Rabu, 25 April 2012

Strategi Pengelolaan Zakat



Oleh : Mashudi Umar

Dalam Islam, zakat dibagi ke dalam dua macam, yaitu zakat jiwa atau fithrah dan zakat harta benda atau mal. Zakat yang pertama merupakan perintah yang paling banyak ditunaikan orang (kemungkinan besar karena ringan dan sangat sederhana). Adapun zakat fithrah harus dibayar oleh setiap Muslim, baik kecil maupun dewasa, secara periodik pada setiap bulan Ramadhan mulai tanggal 27 Ramadhan hingga imam shalat Idul Fitri naik ke atas mimbar.
Berbeda dengan zakat jiwa, pada zakat mal agaknya tidak semua orang memiliki kesadaran penuh untuk membayarkannya (kemungkinan karena berat dan perhitungannya memang tidak gampang). Zakat mal hanya diwajibkan bagi mereka yang sudah dewasa, tentunya juga berkemampuan.
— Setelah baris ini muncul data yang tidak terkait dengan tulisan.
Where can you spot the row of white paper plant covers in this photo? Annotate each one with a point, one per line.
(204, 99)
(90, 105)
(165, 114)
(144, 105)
Sedang menyangkut waktu pembayaran zakat mal, Rasulullah mengkategorisasikannya kepada dua bagian. Pertama, zakat yang harus dibayar secara berkala, biasanya mengena kepada zakat niaga (termasuk jasa atau profesi), mata uang, dan ternak. Kedua, zakat yang harus dibayar pada saat harta yang terkena zakat itu tiba di tangan, bersifat insidental, lazimnya mengena pada hasil pertanian, hasil perkebunan, hasil tambang, dan harta temuan.
Karena dari sudut filosofisnya, di samping berfungsi sebagai penyucian jiwa dan harta benda, zakat juga berfungsi, terutama zakat mal, sebagai sarana pemberdayaan ekonomi rakyat dan pencapaian keadilan sosial. Di samping sebagai pilar ekonomi Islam dipandang berpotensi untuk menunjang bagi tercapainya kesejahteraan.

Visi Sosial Zakat
Di dalam al-Qur`an ada dua perintah yang disebutkan secara bersamaan dalam 82 ayat, yaitu shalat dan zakat. Dua perintah ini, dalam banyak ayat al-Qur`an telah menunjukkan diri sebagai sentra dari seluruh jalan ke-Islam-an itu sendiri. Dalam hadits, kedua perintah itu diletakkan sebagai rukun Islam segera setelah pengakuan terhadap eksistensi ke-Esaan Tuhan (syahadat), dan dalam urutan yang mendahului puasa dan haji. Dalam analisis Mas'udi (1991:29), perintah shalat dimaksudkan untuk meneguhkan ke-Islam-an (kepasrahan) pada Tuhan yang bersifat personal. Sementara perintah zakat dimaksudkan untuk mengaktualisasikan ke-Islam-an yang bersifat sosial.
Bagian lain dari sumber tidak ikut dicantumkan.